L’UNPS regrette que ce texte soit adressé pour avis aux libéraux sur le tard. « Le groupe de travail est en place depuis 2019 et depuis il n’y a quasiment pas eu de concertation, déplore le Dr William Joubert, son président. Et là on nous demande une réponse dans un délai de 11 jours, sans réunion préalable. C’est fort de café ! Il y en a assez du salariat, si l’on veut faire disparaître le modèle libéral en France, on est bien parti. »

Plus de souplesse

Mais du côté des représentants des maisons de santé, où l’on réclamait cette évolution, le son de cloche est plus positif. Le salariat proposé dans les textes sera « au choix de la SISA ou du professionnel », affirme le Dr Pascal Gendry, généraliste et président d’AVECsanté, qui a suivi ces évolutions de près.

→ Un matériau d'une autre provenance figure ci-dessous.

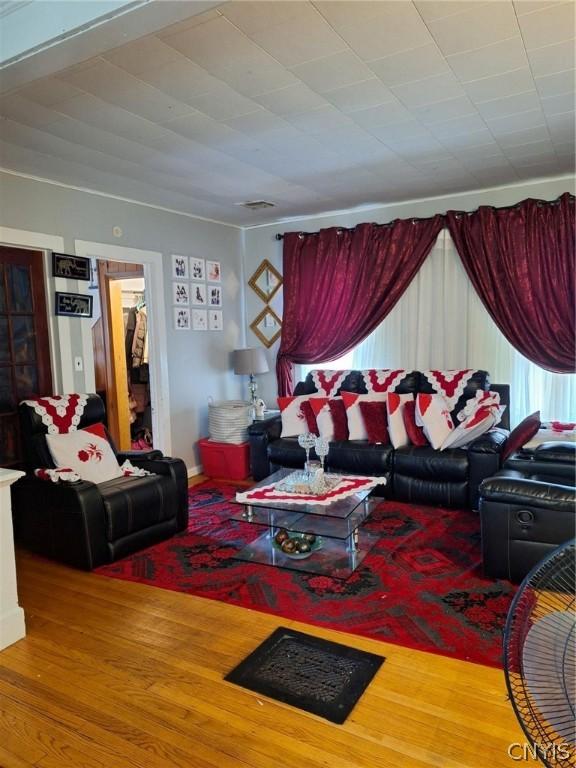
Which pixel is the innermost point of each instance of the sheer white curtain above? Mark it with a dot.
(441, 323)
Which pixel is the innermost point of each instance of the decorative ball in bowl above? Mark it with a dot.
(298, 546)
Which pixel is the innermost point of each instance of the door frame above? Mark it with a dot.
(159, 378)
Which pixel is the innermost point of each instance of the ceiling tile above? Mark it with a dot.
(341, 15)
(296, 42)
(223, 103)
(557, 105)
(136, 57)
(516, 122)
(553, 58)
(331, 72)
(49, 91)
(370, 93)
(525, 136)
(529, 6)
(290, 100)
(475, 28)
(560, 82)
(401, 29)
(392, 112)
(548, 25)
(499, 86)
(441, 111)
(421, 92)
(459, 126)
(520, 102)
(491, 60)
(415, 64)
(319, 120)
(430, 10)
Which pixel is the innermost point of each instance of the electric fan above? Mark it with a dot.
(540, 659)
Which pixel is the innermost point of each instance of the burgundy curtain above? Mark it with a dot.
(340, 284)
(521, 262)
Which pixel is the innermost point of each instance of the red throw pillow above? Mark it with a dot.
(415, 433)
(521, 434)
(310, 417)
(375, 421)
(338, 410)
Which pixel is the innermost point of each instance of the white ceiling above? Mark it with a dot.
(315, 106)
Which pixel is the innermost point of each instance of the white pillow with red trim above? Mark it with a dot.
(323, 415)
(293, 420)
(396, 427)
(86, 452)
(481, 414)
(356, 426)
(433, 415)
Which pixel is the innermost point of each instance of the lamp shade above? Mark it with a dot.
(250, 360)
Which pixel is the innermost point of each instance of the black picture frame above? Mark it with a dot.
(73, 304)
(71, 267)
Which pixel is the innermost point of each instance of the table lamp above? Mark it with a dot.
(248, 362)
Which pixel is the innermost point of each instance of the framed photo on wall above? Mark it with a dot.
(214, 296)
(73, 304)
(197, 268)
(198, 294)
(181, 319)
(180, 294)
(213, 271)
(215, 321)
(179, 267)
(199, 320)
(71, 267)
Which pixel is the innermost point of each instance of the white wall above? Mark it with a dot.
(198, 363)
(260, 242)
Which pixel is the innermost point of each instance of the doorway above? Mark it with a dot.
(24, 346)
(122, 348)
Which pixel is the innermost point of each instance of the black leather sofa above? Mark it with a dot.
(413, 474)
(85, 524)
(528, 509)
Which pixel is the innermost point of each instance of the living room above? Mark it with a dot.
(324, 110)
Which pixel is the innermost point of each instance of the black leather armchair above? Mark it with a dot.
(528, 509)
(86, 524)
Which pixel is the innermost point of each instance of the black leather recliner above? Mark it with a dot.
(414, 474)
(86, 524)
(528, 509)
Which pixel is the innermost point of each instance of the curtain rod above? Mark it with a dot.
(279, 236)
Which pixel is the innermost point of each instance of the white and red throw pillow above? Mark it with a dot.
(328, 382)
(481, 414)
(449, 384)
(356, 426)
(61, 413)
(294, 420)
(86, 452)
(396, 425)
(433, 415)
(382, 379)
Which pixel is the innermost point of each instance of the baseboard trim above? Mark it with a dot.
(12, 627)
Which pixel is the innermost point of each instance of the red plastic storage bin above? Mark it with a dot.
(225, 460)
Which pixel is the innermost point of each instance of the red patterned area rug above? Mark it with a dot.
(421, 586)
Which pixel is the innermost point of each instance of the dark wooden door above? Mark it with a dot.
(24, 347)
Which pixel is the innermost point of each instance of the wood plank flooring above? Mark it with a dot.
(120, 675)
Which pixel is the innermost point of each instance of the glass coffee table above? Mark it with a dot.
(339, 543)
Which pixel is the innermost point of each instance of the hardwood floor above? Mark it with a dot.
(120, 675)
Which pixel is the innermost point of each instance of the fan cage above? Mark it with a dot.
(545, 604)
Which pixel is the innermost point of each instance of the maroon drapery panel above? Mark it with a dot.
(340, 284)
(521, 262)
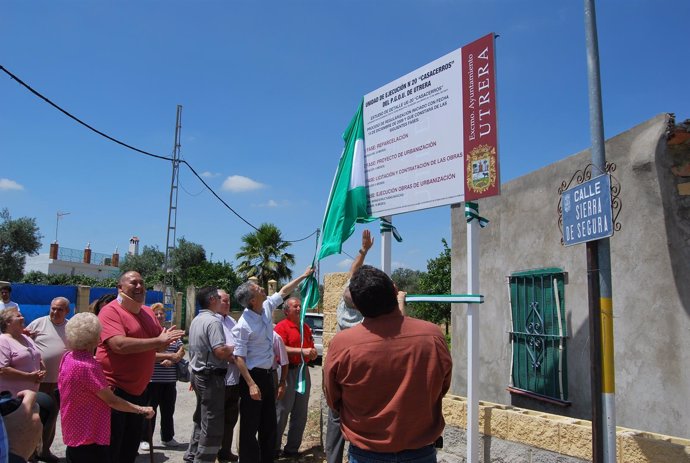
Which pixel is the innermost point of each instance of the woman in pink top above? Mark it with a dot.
(20, 361)
(85, 398)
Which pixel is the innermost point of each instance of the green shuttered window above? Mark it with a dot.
(538, 336)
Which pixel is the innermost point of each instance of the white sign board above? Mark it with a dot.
(414, 139)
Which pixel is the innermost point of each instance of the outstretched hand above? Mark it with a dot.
(169, 335)
(367, 240)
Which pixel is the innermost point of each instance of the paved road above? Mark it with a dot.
(183, 424)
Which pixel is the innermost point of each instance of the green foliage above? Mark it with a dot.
(264, 255)
(18, 238)
(186, 256)
(407, 279)
(219, 274)
(436, 280)
(40, 278)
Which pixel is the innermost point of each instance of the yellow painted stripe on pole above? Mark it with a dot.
(608, 377)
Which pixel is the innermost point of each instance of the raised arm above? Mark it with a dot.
(367, 243)
(286, 290)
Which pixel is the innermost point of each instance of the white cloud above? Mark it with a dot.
(345, 263)
(398, 264)
(7, 184)
(240, 184)
(274, 203)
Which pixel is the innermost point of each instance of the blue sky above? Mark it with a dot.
(267, 89)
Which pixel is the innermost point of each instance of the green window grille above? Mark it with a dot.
(538, 336)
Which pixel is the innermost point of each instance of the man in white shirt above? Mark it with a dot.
(5, 293)
(254, 357)
(232, 380)
(49, 332)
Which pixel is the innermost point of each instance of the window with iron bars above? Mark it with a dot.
(539, 334)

« Il était déjà possible de salarier des infirmières de pratique avancée (IPA). Désormais, il y a deux possibilités : tout d’abord l’embauche d’un assistant médical par le groupement d’employeur au sein de la SISA, plutôt que par un seul médecin, ou alors l’embauche d’un infirmier, d’un kiné, voire d’un médecin si celui-ci le souhaite et que cela correspond au projet de santé », décrypte le Dr Gendry. Dans tous les cas, la société « doit rester et restera libérale » et ces dispositions « ne changent pas la philosophie ni la dynamique d’origine ». « D’ailleurs, recadre-t-il, ce salariat risque d’être marginal, l’idée est de donner la possibilité de le faire et non pas de généraliser ou de se transformer les SISA en centre de santé ! En revanche, cette évolution permet de s’adapter à tous les besoins d’un territoire. Il était dommage de se priver de certaines ressources parce qu’on ne pouvait pas salarier. »

Encore soumis à concertation, ces deux projets de texte doivent passer devant le Conseil d’État début avril.